A borrower can purchase mortgage points from a lender for a lower interest rate. Points typically cost 1 percent of the mortgage amount — one point on a $500,000 loan would be $5,000, for example. Each point lowers the mortgage interest rate by 0.25 percent for the loan’s lifetime. A real estate agent or a financial professional could help you decide if this option is right for you, as it does require investing more money upfront, and borrowers need to decide if that initial investment pays off financially.

Homebuyers can purchase multiple mortgage points and half points and must provide the funds at closing. Buying mortgage points is an effective way to prepay part of the mortgage and lower the money you will spend over the loan term.
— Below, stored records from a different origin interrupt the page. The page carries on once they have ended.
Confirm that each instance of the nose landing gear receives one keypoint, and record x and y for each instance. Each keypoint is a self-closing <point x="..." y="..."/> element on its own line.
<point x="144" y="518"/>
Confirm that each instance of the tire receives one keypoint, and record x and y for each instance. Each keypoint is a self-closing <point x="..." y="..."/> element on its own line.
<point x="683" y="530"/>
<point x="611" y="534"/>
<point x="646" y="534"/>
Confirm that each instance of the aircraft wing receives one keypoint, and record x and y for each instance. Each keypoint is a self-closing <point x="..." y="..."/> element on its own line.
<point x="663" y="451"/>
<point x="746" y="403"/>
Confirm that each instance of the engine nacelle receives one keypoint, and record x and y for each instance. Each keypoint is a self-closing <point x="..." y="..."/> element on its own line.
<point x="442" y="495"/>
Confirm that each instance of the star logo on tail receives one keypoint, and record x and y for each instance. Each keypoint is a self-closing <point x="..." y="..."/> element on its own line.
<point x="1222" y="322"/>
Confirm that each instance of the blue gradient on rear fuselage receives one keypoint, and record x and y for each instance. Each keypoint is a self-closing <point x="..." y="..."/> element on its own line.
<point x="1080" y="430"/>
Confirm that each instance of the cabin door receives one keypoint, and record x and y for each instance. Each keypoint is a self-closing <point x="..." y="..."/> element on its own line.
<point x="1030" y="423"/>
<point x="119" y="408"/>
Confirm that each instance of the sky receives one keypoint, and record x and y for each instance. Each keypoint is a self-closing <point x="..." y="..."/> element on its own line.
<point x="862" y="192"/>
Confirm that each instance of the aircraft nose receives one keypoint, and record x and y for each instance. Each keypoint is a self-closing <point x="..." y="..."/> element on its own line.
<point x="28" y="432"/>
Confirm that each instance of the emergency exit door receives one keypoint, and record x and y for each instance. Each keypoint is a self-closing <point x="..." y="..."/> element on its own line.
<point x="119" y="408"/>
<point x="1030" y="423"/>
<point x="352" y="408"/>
5. Shop Around for the Best Rate

Before closing on a mortgage, homebuyers should compare rates from various banks and lenders. Multiple offers allow borrowers to choose the best terms and lowest interest rates. Consider reaching out to banks or credit unions you have worked with in the past, as they may reward your loyalty with a lower rate. Homebuyers can consult a mortgage broker to find rates from multiple lenders. If a potential borrower wants to work with a specific lender, they can acquire lower price quotes from various lenders and try to present that number to their preferred lender. There is a chance that lenders could price-match to ensure they get the customer.

The easiest way to get an initial estimated interest rate on your mortgage is by checking current mortgage and refinance rates.

Learn more: How to Find the Best Mortgage Rate

Conclusion

Homebuyers have several options to help secure a lower interest rate on their mortgage. With mortgage rates averaging around 6.57%, homebuyers with lower interest rates obtain more purchasing power and can afford to purchase a higher-value piece of property. Despite a homebuyer’s financial situation, we recommend shopping for the most attractive interest rates.